Suppose I launch the latest ElonDog app chain, the app chain validator nodes are secured by EDoggo coins which I of course fully control myself. I generate lots of hype with 1000k% APY in EDoggo coins, which pulls in millions in renAsset liquidity. After which, because I control more than 2/3 of the app chain nodes, I can drain all renAsset liquidity on the app chain.

Anything I’m missing that would actually prevent me from doing this? Do you think creation of app chains should be permissioned through DNO governance, or it is completely permissionless and each app chain has to work on their own reputation and credibility?

Of course I could do something similar right now on Ethereum by launching a nefarious smart contract with admin controls, but in the app chain model you are actually using the consensus rules to steal the funds as opposed to using (legit but nefarious) smart contract code.

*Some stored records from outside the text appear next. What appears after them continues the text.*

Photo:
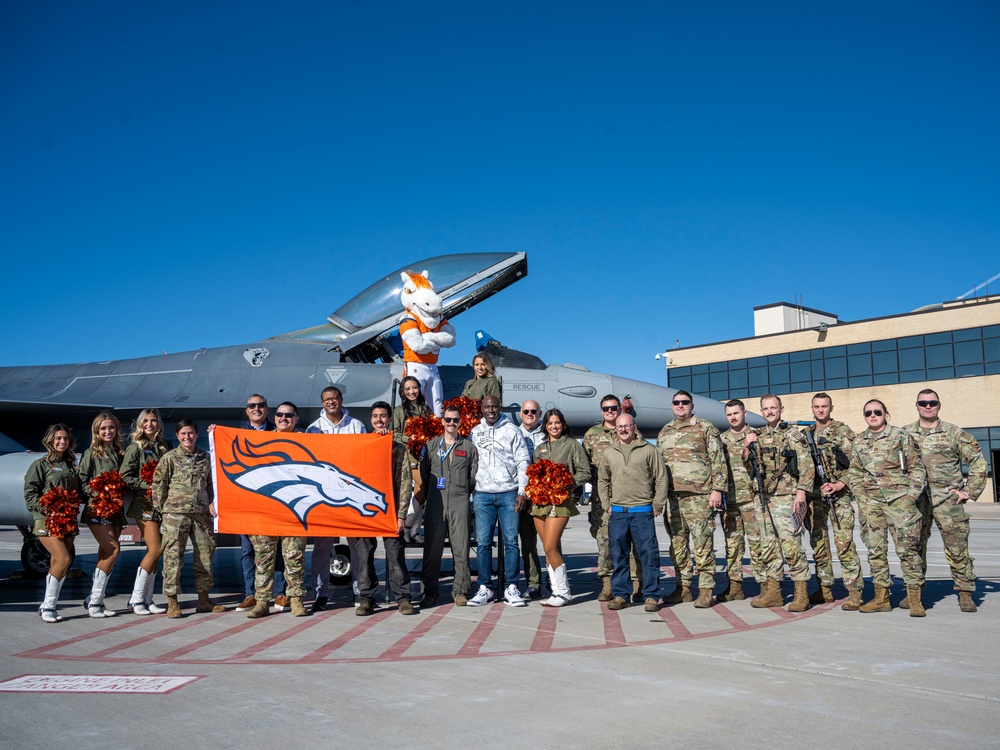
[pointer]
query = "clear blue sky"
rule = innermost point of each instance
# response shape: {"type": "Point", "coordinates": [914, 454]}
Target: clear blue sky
{"type": "Point", "coordinates": [180, 175]}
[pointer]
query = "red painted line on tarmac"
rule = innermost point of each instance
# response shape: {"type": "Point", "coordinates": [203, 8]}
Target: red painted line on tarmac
{"type": "Point", "coordinates": [404, 644]}
{"type": "Point", "coordinates": [482, 632]}
{"type": "Point", "coordinates": [214, 638]}
{"type": "Point", "coordinates": [546, 631]}
{"type": "Point", "coordinates": [613, 633]}
{"type": "Point", "coordinates": [345, 638]}
{"type": "Point", "coordinates": [301, 624]}
{"type": "Point", "coordinates": [38, 653]}
{"type": "Point", "coordinates": [139, 641]}
{"type": "Point", "coordinates": [677, 628]}
{"type": "Point", "coordinates": [737, 622]}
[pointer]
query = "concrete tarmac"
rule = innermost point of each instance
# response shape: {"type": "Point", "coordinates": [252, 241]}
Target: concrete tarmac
{"type": "Point", "coordinates": [498, 676]}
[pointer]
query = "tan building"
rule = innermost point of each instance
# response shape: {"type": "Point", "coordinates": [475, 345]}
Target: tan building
{"type": "Point", "coordinates": [953, 348]}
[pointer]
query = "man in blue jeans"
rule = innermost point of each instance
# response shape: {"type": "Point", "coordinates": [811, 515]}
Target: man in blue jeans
{"type": "Point", "coordinates": [499, 497]}
{"type": "Point", "coordinates": [632, 481]}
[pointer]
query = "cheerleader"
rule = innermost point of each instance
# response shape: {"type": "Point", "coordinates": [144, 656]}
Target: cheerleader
{"type": "Point", "coordinates": [55, 530]}
{"type": "Point", "coordinates": [148, 446]}
{"type": "Point", "coordinates": [103, 456]}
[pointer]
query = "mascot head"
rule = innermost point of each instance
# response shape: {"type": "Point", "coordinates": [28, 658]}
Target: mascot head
{"type": "Point", "coordinates": [420, 299]}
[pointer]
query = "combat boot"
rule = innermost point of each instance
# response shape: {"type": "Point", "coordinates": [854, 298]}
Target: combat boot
{"type": "Point", "coordinates": [605, 595]}
{"type": "Point", "coordinates": [965, 602]}
{"type": "Point", "coordinates": [261, 609]}
{"type": "Point", "coordinates": [637, 592]}
{"type": "Point", "coordinates": [853, 603]}
{"type": "Point", "coordinates": [822, 595]}
{"type": "Point", "coordinates": [800, 600]}
{"type": "Point", "coordinates": [879, 603]}
{"type": "Point", "coordinates": [680, 594]}
{"type": "Point", "coordinates": [207, 605]}
{"type": "Point", "coordinates": [704, 600]}
{"type": "Point", "coordinates": [173, 608]}
{"type": "Point", "coordinates": [770, 595]}
{"type": "Point", "coordinates": [732, 593]}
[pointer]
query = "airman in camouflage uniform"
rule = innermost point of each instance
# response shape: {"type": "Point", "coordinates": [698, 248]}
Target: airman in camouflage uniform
{"type": "Point", "coordinates": [834, 440]}
{"type": "Point", "coordinates": [788, 473]}
{"type": "Point", "coordinates": [293, 548]}
{"type": "Point", "coordinates": [182, 494]}
{"type": "Point", "coordinates": [696, 461]}
{"type": "Point", "coordinates": [739, 519]}
{"type": "Point", "coordinates": [595, 441]}
{"type": "Point", "coordinates": [943, 449]}
{"type": "Point", "coordinates": [886, 477]}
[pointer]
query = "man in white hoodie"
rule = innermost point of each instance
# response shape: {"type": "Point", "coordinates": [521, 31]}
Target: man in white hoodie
{"type": "Point", "coordinates": [335, 420]}
{"type": "Point", "coordinates": [499, 497]}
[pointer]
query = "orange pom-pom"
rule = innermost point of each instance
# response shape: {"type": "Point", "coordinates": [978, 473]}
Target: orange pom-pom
{"type": "Point", "coordinates": [61, 507]}
{"type": "Point", "coordinates": [549, 483]}
{"type": "Point", "coordinates": [109, 491]}
{"type": "Point", "coordinates": [420, 429]}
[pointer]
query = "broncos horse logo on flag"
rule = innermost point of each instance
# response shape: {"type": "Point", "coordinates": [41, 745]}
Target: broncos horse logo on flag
{"type": "Point", "coordinates": [285, 471]}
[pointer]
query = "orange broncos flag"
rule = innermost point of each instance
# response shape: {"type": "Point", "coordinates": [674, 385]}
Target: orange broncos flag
{"type": "Point", "coordinates": [294, 484]}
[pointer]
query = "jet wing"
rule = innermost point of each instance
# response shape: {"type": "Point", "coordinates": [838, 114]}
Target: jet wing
{"type": "Point", "coordinates": [464, 280]}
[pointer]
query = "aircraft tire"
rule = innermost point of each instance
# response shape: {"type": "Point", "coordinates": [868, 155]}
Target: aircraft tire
{"type": "Point", "coordinates": [340, 565]}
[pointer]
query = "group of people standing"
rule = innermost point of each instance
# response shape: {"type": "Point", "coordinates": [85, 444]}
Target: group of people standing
{"type": "Point", "coordinates": [768, 486]}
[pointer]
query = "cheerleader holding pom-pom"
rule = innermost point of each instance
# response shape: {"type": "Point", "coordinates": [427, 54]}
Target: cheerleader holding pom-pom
{"type": "Point", "coordinates": [52, 494]}
{"type": "Point", "coordinates": [147, 447]}
{"type": "Point", "coordinates": [104, 491]}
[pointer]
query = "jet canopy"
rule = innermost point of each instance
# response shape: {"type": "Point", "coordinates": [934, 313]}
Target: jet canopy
{"type": "Point", "coordinates": [366, 328]}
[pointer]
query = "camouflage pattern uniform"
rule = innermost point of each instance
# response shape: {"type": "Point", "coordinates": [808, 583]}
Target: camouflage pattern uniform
{"type": "Point", "coordinates": [943, 449]}
{"type": "Point", "coordinates": [595, 441]}
{"type": "Point", "coordinates": [781, 484]}
{"type": "Point", "coordinates": [886, 478]}
{"type": "Point", "coordinates": [739, 518]}
{"type": "Point", "coordinates": [91, 467]}
{"type": "Point", "coordinates": [696, 460]}
{"type": "Point", "coordinates": [293, 552]}
{"type": "Point", "coordinates": [182, 494]}
{"type": "Point", "coordinates": [836, 437]}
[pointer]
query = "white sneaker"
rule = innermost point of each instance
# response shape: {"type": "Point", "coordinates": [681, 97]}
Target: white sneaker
{"type": "Point", "coordinates": [483, 596]}
{"type": "Point", "coordinates": [513, 597]}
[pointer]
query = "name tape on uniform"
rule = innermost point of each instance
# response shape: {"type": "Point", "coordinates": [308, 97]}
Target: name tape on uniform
{"type": "Point", "coordinates": [102, 683]}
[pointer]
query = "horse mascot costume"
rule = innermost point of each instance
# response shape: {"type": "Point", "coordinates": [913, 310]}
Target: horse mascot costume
{"type": "Point", "coordinates": [424, 331]}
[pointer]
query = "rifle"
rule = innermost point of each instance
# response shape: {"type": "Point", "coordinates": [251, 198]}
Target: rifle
{"type": "Point", "coordinates": [765, 501]}
{"type": "Point", "coordinates": [820, 470]}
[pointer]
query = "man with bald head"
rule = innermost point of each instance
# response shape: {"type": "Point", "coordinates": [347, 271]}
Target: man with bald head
{"type": "Point", "coordinates": [633, 484]}
{"type": "Point", "coordinates": [534, 435]}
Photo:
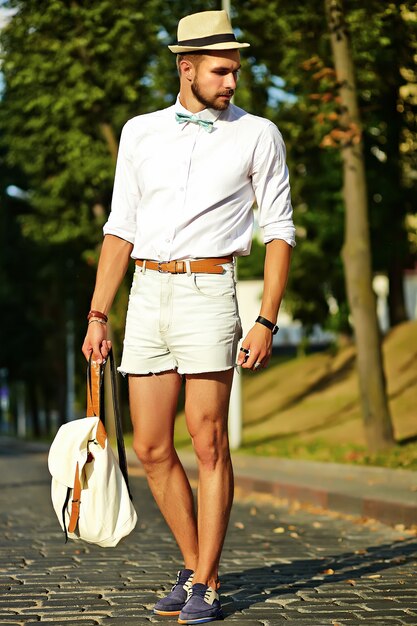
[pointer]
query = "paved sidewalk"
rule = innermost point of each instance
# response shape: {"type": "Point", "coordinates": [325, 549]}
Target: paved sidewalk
{"type": "Point", "coordinates": [390, 496]}
{"type": "Point", "coordinates": [280, 565]}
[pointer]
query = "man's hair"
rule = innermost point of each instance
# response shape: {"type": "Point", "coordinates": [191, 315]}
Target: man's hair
{"type": "Point", "coordinates": [194, 57]}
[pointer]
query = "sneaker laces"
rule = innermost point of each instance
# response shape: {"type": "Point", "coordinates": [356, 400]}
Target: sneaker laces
{"type": "Point", "coordinates": [202, 591]}
{"type": "Point", "coordinates": [182, 578]}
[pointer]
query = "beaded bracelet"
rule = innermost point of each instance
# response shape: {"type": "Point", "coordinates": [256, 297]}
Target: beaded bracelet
{"type": "Point", "coordinates": [99, 314]}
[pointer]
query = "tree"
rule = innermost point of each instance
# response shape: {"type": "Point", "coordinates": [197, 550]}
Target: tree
{"type": "Point", "coordinates": [73, 74]}
{"type": "Point", "coordinates": [356, 251]}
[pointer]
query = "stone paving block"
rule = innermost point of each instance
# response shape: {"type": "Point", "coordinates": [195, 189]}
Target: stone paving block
{"type": "Point", "coordinates": [267, 578]}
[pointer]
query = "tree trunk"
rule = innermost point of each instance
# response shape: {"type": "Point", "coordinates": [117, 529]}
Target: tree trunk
{"type": "Point", "coordinates": [356, 250]}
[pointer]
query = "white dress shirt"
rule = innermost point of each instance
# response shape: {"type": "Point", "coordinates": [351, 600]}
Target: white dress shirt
{"type": "Point", "coordinates": [182, 192]}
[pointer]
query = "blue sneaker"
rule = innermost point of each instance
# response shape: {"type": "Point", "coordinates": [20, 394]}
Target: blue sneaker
{"type": "Point", "coordinates": [203, 606]}
{"type": "Point", "coordinates": [178, 596]}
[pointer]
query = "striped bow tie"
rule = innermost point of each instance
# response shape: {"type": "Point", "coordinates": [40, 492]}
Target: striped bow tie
{"type": "Point", "coordinates": [182, 118]}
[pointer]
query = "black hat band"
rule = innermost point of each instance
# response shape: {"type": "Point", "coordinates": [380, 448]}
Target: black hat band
{"type": "Point", "coordinates": [208, 41]}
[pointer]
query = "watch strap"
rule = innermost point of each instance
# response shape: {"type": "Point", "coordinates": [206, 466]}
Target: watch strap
{"type": "Point", "coordinates": [272, 327]}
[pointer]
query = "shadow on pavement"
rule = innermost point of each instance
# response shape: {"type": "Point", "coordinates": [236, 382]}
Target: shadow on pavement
{"type": "Point", "coordinates": [241, 590]}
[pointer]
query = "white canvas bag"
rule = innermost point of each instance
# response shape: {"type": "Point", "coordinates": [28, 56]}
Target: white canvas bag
{"type": "Point", "coordinates": [89, 491]}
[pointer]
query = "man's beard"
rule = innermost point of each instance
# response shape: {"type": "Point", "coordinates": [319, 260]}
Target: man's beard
{"type": "Point", "coordinates": [220, 105]}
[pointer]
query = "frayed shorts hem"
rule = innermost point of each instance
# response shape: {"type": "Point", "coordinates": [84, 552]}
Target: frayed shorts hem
{"type": "Point", "coordinates": [186, 372]}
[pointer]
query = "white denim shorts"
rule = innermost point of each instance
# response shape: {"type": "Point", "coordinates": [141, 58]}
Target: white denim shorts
{"type": "Point", "coordinates": [184, 322]}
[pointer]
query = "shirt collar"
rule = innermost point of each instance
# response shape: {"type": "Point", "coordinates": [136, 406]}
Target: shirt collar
{"type": "Point", "coordinates": [208, 115]}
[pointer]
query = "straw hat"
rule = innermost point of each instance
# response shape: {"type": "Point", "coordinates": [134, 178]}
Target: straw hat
{"type": "Point", "coordinates": [209, 30]}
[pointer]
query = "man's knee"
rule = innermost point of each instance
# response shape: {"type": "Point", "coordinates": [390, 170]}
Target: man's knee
{"type": "Point", "coordinates": [211, 446]}
{"type": "Point", "coordinates": [153, 454]}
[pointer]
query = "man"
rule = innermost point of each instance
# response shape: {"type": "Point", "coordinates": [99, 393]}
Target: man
{"type": "Point", "coordinates": [186, 179]}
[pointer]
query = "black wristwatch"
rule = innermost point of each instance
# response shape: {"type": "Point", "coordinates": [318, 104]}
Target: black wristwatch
{"type": "Point", "coordinates": [262, 320]}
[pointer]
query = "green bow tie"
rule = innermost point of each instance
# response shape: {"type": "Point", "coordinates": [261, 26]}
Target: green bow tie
{"type": "Point", "coordinates": [182, 118]}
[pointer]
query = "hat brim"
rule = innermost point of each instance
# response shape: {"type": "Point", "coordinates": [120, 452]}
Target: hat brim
{"type": "Point", "coordinates": [228, 45]}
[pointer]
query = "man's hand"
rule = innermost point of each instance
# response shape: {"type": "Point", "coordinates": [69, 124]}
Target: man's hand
{"type": "Point", "coordinates": [258, 342]}
{"type": "Point", "coordinates": [95, 342]}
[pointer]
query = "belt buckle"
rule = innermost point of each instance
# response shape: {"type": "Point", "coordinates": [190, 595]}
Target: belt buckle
{"type": "Point", "coordinates": [160, 268]}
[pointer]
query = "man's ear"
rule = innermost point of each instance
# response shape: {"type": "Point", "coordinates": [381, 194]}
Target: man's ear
{"type": "Point", "coordinates": [187, 69]}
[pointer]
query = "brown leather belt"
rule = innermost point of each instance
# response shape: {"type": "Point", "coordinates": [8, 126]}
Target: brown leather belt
{"type": "Point", "coordinates": [201, 266]}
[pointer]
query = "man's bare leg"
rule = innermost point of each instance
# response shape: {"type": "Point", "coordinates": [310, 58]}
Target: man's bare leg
{"type": "Point", "coordinates": [153, 405]}
{"type": "Point", "coordinates": [206, 409]}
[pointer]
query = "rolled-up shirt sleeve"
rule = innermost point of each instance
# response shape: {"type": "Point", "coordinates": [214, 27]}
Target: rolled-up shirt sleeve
{"type": "Point", "coordinates": [126, 194]}
{"type": "Point", "coordinates": [271, 184]}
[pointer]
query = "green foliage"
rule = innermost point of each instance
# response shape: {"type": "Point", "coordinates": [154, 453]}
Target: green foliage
{"type": "Point", "coordinates": [74, 72]}
{"type": "Point", "coordinates": [73, 76]}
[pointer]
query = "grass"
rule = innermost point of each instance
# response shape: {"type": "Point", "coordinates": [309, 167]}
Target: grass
{"type": "Point", "coordinates": [309, 408]}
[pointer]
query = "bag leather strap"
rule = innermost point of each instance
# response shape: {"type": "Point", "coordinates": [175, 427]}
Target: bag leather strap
{"type": "Point", "coordinates": [95, 408]}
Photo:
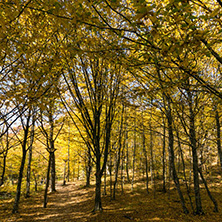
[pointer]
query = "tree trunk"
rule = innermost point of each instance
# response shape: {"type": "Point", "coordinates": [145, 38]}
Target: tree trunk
{"type": "Point", "coordinates": [104, 188]}
{"type": "Point", "coordinates": [127, 157]}
{"type": "Point", "coordinates": [3, 169]}
{"type": "Point", "coordinates": [28, 175]}
{"type": "Point", "coordinates": [184, 169]}
{"type": "Point", "coordinates": [118, 154]}
{"type": "Point", "coordinates": [164, 156]}
{"type": "Point", "coordinates": [24, 152]}
{"type": "Point", "coordinates": [146, 161]}
{"type": "Point", "coordinates": [218, 138]}
{"type": "Point", "coordinates": [152, 170]}
{"type": "Point", "coordinates": [88, 168]}
{"type": "Point", "coordinates": [36, 182]}
{"type": "Point", "coordinates": [208, 191]}
{"type": "Point", "coordinates": [110, 174]}
{"type": "Point", "coordinates": [64, 174]}
{"type": "Point", "coordinates": [192, 135]}
{"type": "Point", "coordinates": [134, 157]}
{"type": "Point", "coordinates": [47, 181]}
{"type": "Point", "coordinates": [171, 150]}
{"type": "Point", "coordinates": [53, 172]}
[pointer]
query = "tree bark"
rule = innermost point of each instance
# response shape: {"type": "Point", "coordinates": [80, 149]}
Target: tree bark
{"type": "Point", "coordinates": [193, 143]}
{"type": "Point", "coordinates": [171, 150]}
{"type": "Point", "coordinates": [53, 172]}
{"type": "Point", "coordinates": [47, 181]}
{"type": "Point", "coordinates": [164, 156]}
{"type": "Point", "coordinates": [218, 138]}
{"type": "Point", "coordinates": [118, 154]}
{"type": "Point", "coordinates": [28, 175]}
{"type": "Point", "coordinates": [24, 152]}
{"type": "Point", "coordinates": [146, 160]}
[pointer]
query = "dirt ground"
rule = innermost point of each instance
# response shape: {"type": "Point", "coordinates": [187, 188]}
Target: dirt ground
{"type": "Point", "coordinates": [73, 202]}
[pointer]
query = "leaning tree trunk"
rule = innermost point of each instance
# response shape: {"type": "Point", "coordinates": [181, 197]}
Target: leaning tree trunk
{"type": "Point", "coordinates": [218, 138]}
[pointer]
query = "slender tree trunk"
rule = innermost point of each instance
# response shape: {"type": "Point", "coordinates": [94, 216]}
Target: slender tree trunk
{"type": "Point", "coordinates": [184, 169]}
{"type": "Point", "coordinates": [110, 175]}
{"type": "Point", "coordinates": [104, 188]}
{"type": "Point", "coordinates": [218, 138]}
{"type": "Point", "coordinates": [64, 173]}
{"type": "Point", "coordinates": [28, 175]}
{"type": "Point", "coordinates": [88, 168]}
{"type": "Point", "coordinates": [53, 172]}
{"type": "Point", "coordinates": [134, 157]}
{"type": "Point", "coordinates": [47, 181]}
{"type": "Point", "coordinates": [36, 182]}
{"type": "Point", "coordinates": [164, 156]}
{"type": "Point", "coordinates": [192, 135]}
{"type": "Point", "coordinates": [146, 161]}
{"type": "Point", "coordinates": [152, 168]}
{"type": "Point", "coordinates": [24, 152]}
{"type": "Point", "coordinates": [19, 185]}
{"type": "Point", "coordinates": [208, 191]}
{"type": "Point", "coordinates": [127, 157]}
{"type": "Point", "coordinates": [171, 150]}
{"type": "Point", "coordinates": [118, 154]}
{"type": "Point", "coordinates": [3, 169]}
{"type": "Point", "coordinates": [68, 163]}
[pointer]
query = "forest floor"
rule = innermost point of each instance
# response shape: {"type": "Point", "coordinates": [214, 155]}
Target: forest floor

Thanks for the gigabrain submission, Chico. Ngl- most of that went over my head, but the value prop is spelled out clearly, and I can’t wait to observe the discussion abt it in the community. Thanks again for this :slight_smile:

5 Likes

Actually, a 2/3 safety threshold means that an attacker could neither produce nor forge an MPC signature to steal funds without corrupting 2/3 of the entire app chain. Today, RenVM’s safety threshold is 1/3. So, not only would this increase safety, but it would allow blockchains to produce their own MPC signatures with the same safety and liveness thresholds as Tendermint itself! The key is that even if an attacker were able to corrupt 1/3 of the chain and reveal its private key, they would not be able to get the gateway shard to produce a cosignature to move any funds.

A few points to make in your ElonDog example. First, the safety threshold of ElonDog would be no less than what is considered standard in PoS, even though unlike all PoS chains, it would be able to produce its own MPC signatures. So, users would need to understand the risks. Second, any compromises would be isolated to ElonDog. If any funds were stolen, no other app chains would be affected. Third, this means that ElonDog can only increase Ren’s economic security. It still generates volume and fees that accrue to REN without affecting the safety of any other app chains.

1 Like

Interesting proposal, seems well thought out. I would love to see some input from the devs and Loong as well as from some of the current applications built on REN. What soes VarenX and ZeroDAO think about this? As a general point I would like to see Varen and ZeroDAO consulted or active in REN governance as I think their perspectives can be very informative in addition to that of darknode holders.